A inviabilidade do cumprimento do prazo de substituição do amianto estipulado pela Vigilância Sanitária é uma queixa unânime das empresas notificadas. Para José Carlos Bonfogo, diretor da Decorlit, empresa de pequeno porte em Leme que tem 95% de sua produção baseada no amianto, o razoável seria estabelecer um prazo de sete a dez anos. Isso porque, segundo ele, levaria cerca de três anos na montagem de uma fábrica que trabalhasse com PVA. Ele ainda diz que outra dificuldade seria atestar a qualidade da fibra alternativa. "Ainda não se sabe como as telhas de PVA vão se comportar em um clima quente como o nosso", diz Bonfogo. Outra empresa que já apresentou recurso administrativo é a Enfibra, também de Leme, que atende cerca de 7% do mercado nacional de produtos de fibrocimento para a construção civil. A empresa preferiu se manifestar apenas por carta, na qual afirma que "por preconceito e falta de conhecimento, os magistrados e a própria sociedade se apressam em condenar o uso do amianto crisotila, sem pensar nas suas conseqüências". De acordo com informações da assessoria de imprensa da Enfibra, não é segredo que a fábrica fechará as portas caso o amianto seja banido de vez.

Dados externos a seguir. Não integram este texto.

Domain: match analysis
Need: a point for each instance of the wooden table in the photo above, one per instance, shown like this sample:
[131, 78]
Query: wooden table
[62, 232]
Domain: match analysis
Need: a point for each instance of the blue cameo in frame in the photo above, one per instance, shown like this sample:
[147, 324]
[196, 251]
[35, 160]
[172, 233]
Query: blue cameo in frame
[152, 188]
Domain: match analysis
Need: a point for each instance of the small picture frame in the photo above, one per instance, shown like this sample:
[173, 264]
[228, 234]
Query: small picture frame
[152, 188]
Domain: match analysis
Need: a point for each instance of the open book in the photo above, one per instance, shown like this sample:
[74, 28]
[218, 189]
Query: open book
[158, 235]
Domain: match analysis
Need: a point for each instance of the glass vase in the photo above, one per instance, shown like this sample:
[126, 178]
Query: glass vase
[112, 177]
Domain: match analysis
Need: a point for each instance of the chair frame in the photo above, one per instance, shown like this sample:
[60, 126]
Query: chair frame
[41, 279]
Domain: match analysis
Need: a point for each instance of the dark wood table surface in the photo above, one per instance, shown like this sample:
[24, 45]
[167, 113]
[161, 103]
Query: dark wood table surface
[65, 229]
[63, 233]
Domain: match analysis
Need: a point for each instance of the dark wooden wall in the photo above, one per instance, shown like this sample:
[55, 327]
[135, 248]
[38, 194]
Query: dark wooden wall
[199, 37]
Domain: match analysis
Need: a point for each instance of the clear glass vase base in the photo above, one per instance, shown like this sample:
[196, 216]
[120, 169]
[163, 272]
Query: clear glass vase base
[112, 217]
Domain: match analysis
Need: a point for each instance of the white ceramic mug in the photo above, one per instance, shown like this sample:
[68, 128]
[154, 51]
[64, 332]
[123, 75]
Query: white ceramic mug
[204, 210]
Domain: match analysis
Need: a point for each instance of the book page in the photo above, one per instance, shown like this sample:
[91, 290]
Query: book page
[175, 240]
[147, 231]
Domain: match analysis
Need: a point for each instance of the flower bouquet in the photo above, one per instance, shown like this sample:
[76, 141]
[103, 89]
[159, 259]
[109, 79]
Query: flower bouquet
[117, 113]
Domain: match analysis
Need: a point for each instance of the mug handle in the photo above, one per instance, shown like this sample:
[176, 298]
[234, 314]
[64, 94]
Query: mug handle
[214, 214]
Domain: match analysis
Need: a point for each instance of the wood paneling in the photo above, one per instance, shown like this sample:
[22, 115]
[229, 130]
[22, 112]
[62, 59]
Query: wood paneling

Por enquanto, o setor de fibrocimento é o único seriamente afetado caso o Supremo declare inconstitucional a lei federal que permite o amianto crisotila - sua fibra também é usada na fabricação de juntas de motores e tubulações. A multinacional Richard Klinger, de origem austríaca e presente em nove países, deixou de usar o amianto em sua unidade industrial em Várzea Paulista desde a decisão do Supremo que manteve a vigência da lei paulista em julho. Segundo Albert Maier, consultor sênior da Klinger, a substituição do produto não causou impacto econômico, pois, segundo ele, os produtos com amianto são usados em apenas 20% do setor, para fins de manutenção, já que as peças novas são fabricadas a partir de fibras de carbono, artificiais ou de celulose. "Nos outros países, a Klinger deixou de usar o amianto há 18 anos, mas aqui fomos forçados pelo mercado", diz Maier. Procurada pelo Valor, o Grupo Saint Gobain, dono da Brasilit, preferiu não se manifestar.